Elicker participated in the New Haven Democracy Fund in his 2013 mayoral bid and has elected to do so again this year. The Democracy Fund is the city’s public financing initiative and has been touted by the campaign as proof of its commitment to grassroots fundraising and donor accountability.
Participation in the Democracy Fund limits each campaign donor to a maximum of $370 in total donations. In exchange, the fund provides grants and matching funds depending on the number of donors and the value of each contribution. Although donations of $100, $250 and the maximum $370 collectively formed a sizable part of Elicker’s intake, the majority of contributions ranged from $10 to $50. In total, the campaign received donations from 727 unique donors.
The funds raised, which more than double Elicker’s first-quarter totals in his first go-around, came mostly from local residents — 70 percent of donations were from New Haven residents. Elicker also received donations from individuals in neighboring Connecticut towns such as Branford, Guilford and Hamden. With matching funds and grants from the Democracy Fund, the campaign projects a first quarter intake of roughly $165,000.
Harp has not participated in the Democracy Fund in the past and has chosen not to do so in her 2019 campaign. She entered the race on Valentine’s Day, telling Democratic lawmakers in a letter released to the public that, “we’ve seen some highs, and we’ve seen lows. But together, we have navigated the troubled waters we had to cross. Because that is love.” Between mid-February and the end of March, she raised $26,042. All but one donation comes from four fundraising events her team has put on.

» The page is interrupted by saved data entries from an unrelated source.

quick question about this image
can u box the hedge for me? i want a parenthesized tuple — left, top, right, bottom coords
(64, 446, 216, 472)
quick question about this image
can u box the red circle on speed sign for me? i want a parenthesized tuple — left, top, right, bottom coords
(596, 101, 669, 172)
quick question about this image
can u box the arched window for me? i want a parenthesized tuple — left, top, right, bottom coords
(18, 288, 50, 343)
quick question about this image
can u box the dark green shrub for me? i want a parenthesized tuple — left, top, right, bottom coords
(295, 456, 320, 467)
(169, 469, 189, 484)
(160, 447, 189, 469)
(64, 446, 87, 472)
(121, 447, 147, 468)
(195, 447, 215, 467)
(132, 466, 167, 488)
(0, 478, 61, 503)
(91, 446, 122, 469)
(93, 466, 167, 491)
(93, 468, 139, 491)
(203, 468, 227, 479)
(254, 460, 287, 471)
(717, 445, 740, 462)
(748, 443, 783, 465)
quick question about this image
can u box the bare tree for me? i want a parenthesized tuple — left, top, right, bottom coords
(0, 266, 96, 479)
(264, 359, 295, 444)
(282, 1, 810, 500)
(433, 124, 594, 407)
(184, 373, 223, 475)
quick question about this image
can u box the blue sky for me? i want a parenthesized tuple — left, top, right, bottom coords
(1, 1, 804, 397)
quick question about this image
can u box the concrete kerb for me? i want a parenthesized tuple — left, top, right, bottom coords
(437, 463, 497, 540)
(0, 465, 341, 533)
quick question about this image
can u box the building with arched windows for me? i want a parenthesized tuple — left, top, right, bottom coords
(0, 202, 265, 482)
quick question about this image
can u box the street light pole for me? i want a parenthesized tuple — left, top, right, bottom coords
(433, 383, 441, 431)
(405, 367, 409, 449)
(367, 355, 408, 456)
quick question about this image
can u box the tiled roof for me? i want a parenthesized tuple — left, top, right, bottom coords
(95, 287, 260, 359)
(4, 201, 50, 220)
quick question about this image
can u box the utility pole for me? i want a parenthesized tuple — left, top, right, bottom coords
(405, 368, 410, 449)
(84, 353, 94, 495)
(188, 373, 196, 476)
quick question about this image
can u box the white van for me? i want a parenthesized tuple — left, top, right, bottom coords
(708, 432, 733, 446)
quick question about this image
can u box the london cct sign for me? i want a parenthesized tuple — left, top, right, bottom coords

The bulk of donations to Harp range from $50 to $250, although she has also received a handful of $1000 contributions. Of her donors, many are affiliated with City Hall — 39 donors listed their employers as the City of New Haven.
Harp campaign treasurer Jonathan Peter Wilson and her 2017 mayoral campaign — on which Wilson also served as treasurer — are currently the subject of an open SEEC investigation that began in response to a complaint Elicker filed on March 7. Elicker’s complaint alleged, among other things, that Harp failed to disclose donor names for nearly $100,000 in donations. The complaint noted that Harp submitted mandatory reports late — the last batch were submitted to the city clerk only after a New Haven Register article pointed out the missing filings earlier this year.
Wilson told the News he had no comment about the quarters’ fundraising totals and about what to expect from the campaign in the current and upcoming quarters.
“The contrast between Elicker raising grassroots contributions from New Haven residents versus Harp raising large money contributions from people doing business with the City … is stark,” Gage Frank, Elicker’s campaign manager, said in a Monday press release.
In this first reporting period, both camps filed timely reports and attached full lists accounting for all donors.
Two other candidates for mayor — Wendy Hamilton and Urn Pendragon — are currently self-funding their campaigns and did not raise any money in the quarter.
Harp is New Haven’s 50th mayor.
Angela Xiao | firstname.lastname@example.org .
Correction, April 11: A previous version of this article stated that Elicker lost the general 2013 mayoral election by 10,000 votes. In fact, he lost by 1,800 votes.